No. We are really relaxed about this. So far, we have introduced more than 50 special shifts at our German locations. We have doubled our global deliveries in the past 10 years and increased them fourfold in the last 20 years. In 2013, the total was nearly 1.6 million cars. That is the result of consistent brand management. We are playing offense and remain the market leader in Europe and China.
Is being first in sales really the most important thing?
It would be too simple for a brand like Audi to focus solely on sales. We are going a step further and are betting on limitless customer enthusiasm, maximum satisfaction and maximum product quality. Growth yes, but not at any cost.
At the end of 2020, you won’t push a little more volume onto the market to reach your goal of being No. 1?
No, not me. If you start buying market share, you will lose in the medium- and long-term.
Germany’s three premium brands are close to one another in volumes and the capacity to innovate. Why will Audi be No. 1 in 2020?
In motor sports, one fast lap is not nearly enough to settle the race. We are well trained and are setting a fast pace. These are the best possible factors to takes us to the top of the ladder.
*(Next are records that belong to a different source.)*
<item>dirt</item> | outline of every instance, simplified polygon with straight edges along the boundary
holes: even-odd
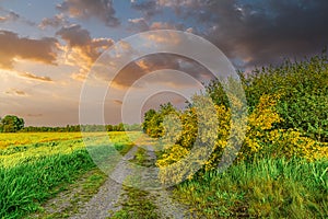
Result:
[[[77,183],[71,185],[68,191],[58,194],[44,205],[42,214],[34,214],[32,218],[71,218],[71,219],[105,219],[110,218],[113,212],[121,209],[122,184],[127,176],[131,175],[133,168],[129,168],[131,161],[136,159],[138,147],[133,147],[117,164],[107,177],[105,183],[97,188],[97,193],[90,197],[83,194],[83,184],[94,172],[89,172]],[[152,147],[147,147],[142,163],[145,166],[152,166],[156,161],[156,155]],[[143,169],[144,170],[144,169]],[[155,171],[155,169],[150,169]],[[142,173],[142,182],[151,182],[154,173]],[[115,180],[113,180],[115,178]],[[140,180],[140,178],[139,178]],[[190,218],[187,214],[188,208],[172,198],[167,189],[150,189],[149,199],[156,206],[160,218]],[[86,198],[81,198],[86,196]]]

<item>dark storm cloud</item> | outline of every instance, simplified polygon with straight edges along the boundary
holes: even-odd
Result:
[[[148,2],[148,3],[147,3]],[[328,44],[326,0],[157,0],[139,3],[143,12],[171,8],[176,15],[194,19],[201,35],[244,66],[303,57]],[[199,34],[199,33],[198,33]]]
[[[96,18],[107,26],[118,26],[112,0],[65,0],[57,9],[77,19]]]
[[[16,57],[54,65],[57,43],[57,39],[51,37],[32,39],[20,37],[10,31],[0,31],[0,67],[12,69],[13,59]]]

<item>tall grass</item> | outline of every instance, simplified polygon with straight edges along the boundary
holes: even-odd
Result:
[[[261,159],[177,186],[175,196],[200,217],[325,218],[328,161]]]
[[[0,168],[0,217],[17,218],[35,211],[61,183],[70,183],[94,168],[84,150],[22,161],[13,168]]]
[[[19,139],[26,142],[28,137],[17,134],[15,145],[0,150],[0,218],[23,218],[36,211],[45,200],[60,192],[62,185],[95,168],[81,134],[61,135],[39,134],[33,136],[28,145],[23,145]],[[13,136],[8,136],[13,142]],[[1,138],[5,139],[4,134]],[[110,132],[109,138],[110,142],[106,134],[89,135],[86,140],[92,142],[89,150],[110,148],[124,154],[133,146],[121,132]],[[106,159],[108,154],[103,155]]]

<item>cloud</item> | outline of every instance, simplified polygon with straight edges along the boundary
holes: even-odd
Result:
[[[136,61],[130,62],[114,79],[113,83],[116,88],[126,89],[131,87],[138,79],[156,70],[172,69],[185,72],[194,77],[198,81],[207,81],[212,78],[212,74],[196,61],[173,54],[155,54],[144,56]],[[148,81],[150,82],[150,81]],[[172,78],[172,74],[161,73],[157,78],[151,79],[152,83],[165,83],[171,87],[188,87],[189,81],[183,81],[177,78]]]
[[[15,13],[13,11],[5,10],[5,9],[0,7],[0,12],[5,14],[5,15],[0,16],[0,23],[20,21],[20,22],[22,22],[24,24],[27,24],[30,26],[35,25],[34,22],[21,16],[20,14]]]
[[[58,41],[52,37],[32,39],[10,31],[0,31],[0,68],[12,69],[14,58],[55,65]]]
[[[27,117],[42,117],[44,116],[44,114],[39,113],[39,114],[27,114]]]
[[[9,11],[5,16],[0,16],[0,22],[17,21],[20,15],[13,11]]]
[[[112,0],[65,0],[57,9],[68,13],[71,18],[91,19],[96,18],[107,26],[118,26],[119,20],[115,16]]]
[[[145,32],[149,31],[150,28],[147,21],[143,18],[129,19],[128,21],[131,24],[132,30],[137,30],[139,32]]]
[[[122,104],[122,101],[120,101],[120,100],[113,100],[113,102],[114,102],[115,104],[117,104],[117,105],[121,105],[121,104]]]
[[[147,0],[147,1],[131,1],[131,8],[140,11],[143,13],[145,19],[150,19],[154,16],[155,14],[159,14],[162,12],[161,8],[159,7],[157,2],[154,0]]]
[[[45,18],[43,19],[43,21],[39,23],[39,27],[42,30],[48,27],[48,26],[51,26],[51,27],[60,27],[60,26],[63,26],[63,25],[67,25],[68,22],[65,20],[65,16],[63,14],[56,14],[54,18]]]
[[[51,78],[49,78],[49,77],[39,77],[39,76],[35,76],[35,74],[28,73],[28,72],[20,72],[19,76],[23,77],[23,78],[32,79],[32,80],[37,80],[37,81],[46,81],[46,82],[52,81]]]
[[[109,46],[114,44],[110,38],[92,38],[87,30],[80,25],[65,26],[56,35],[60,36],[67,46],[66,61],[71,66],[79,66],[79,72],[72,74],[74,80],[84,80],[94,61]]]
[[[145,32],[145,31],[156,31],[156,30],[177,30],[184,31],[184,24],[181,23],[168,23],[168,22],[149,22],[144,18],[129,19],[130,26],[132,31]],[[187,30],[186,30],[187,31]],[[190,30],[189,30],[190,31]]]
[[[172,9],[243,66],[277,64],[321,50],[328,38],[328,1],[157,0],[137,3],[144,13]],[[132,4],[133,5],[133,4]]]
[[[4,92],[8,95],[16,95],[16,96],[26,96],[27,94],[24,91],[17,89],[10,89]]]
And between now and 2020, we will go the extra mile and climb to more than 60 models [and variants from 40 now].
TITLE: Audi CEO
MAIN CHALLENGE: Boosting 2014 global sales without the addition of any high-volume new models to the lineup.
You want to continue to increase sales in 2014. Is your forecast based on China as a growth market?
We are No. 1 in China. At our plants in Foshan and Changchun, we are building two SUVs, the long versions of the A4 and the A6, the A3 Sportback and A3 sedan. We are positioned more broadly than any of our competitors.
Audi can access the modular kits from parent Volkswagen Group. How does this help?
This isn’t a one-way street. VW also accesses Audi’s modular kits, and this is a good thing because it strengthens both brands and the entire group. The calculation is quite simple: modular kits make the growing complexity manageable in models, technologies and powertrains, along with factories and high-level company processes. None of our main competitors can match the number and variability of derivatives that are possible with the modular transverse matrix.
And the longitudinal matrix developed by Audi?
It is the same: it makes us flexible, whether we have a classic internal combustion engine or an E-tron [battery-powered model]. From the A4 to the A8, we are prepared for every powertrain.
Is it true Audi r&d chief Ulrich Hackenberg delayed the next A4 and Q7?
It is true that Ulrich Hackenberg is one the best developers in the world.
Does that mean that Audi has not pushed these models back?
Our models are in the target corridor. No natural law says that a successor has to follow after a specified number of years. Our models remain current until the very end and we make sure they have the most up-to-date technology.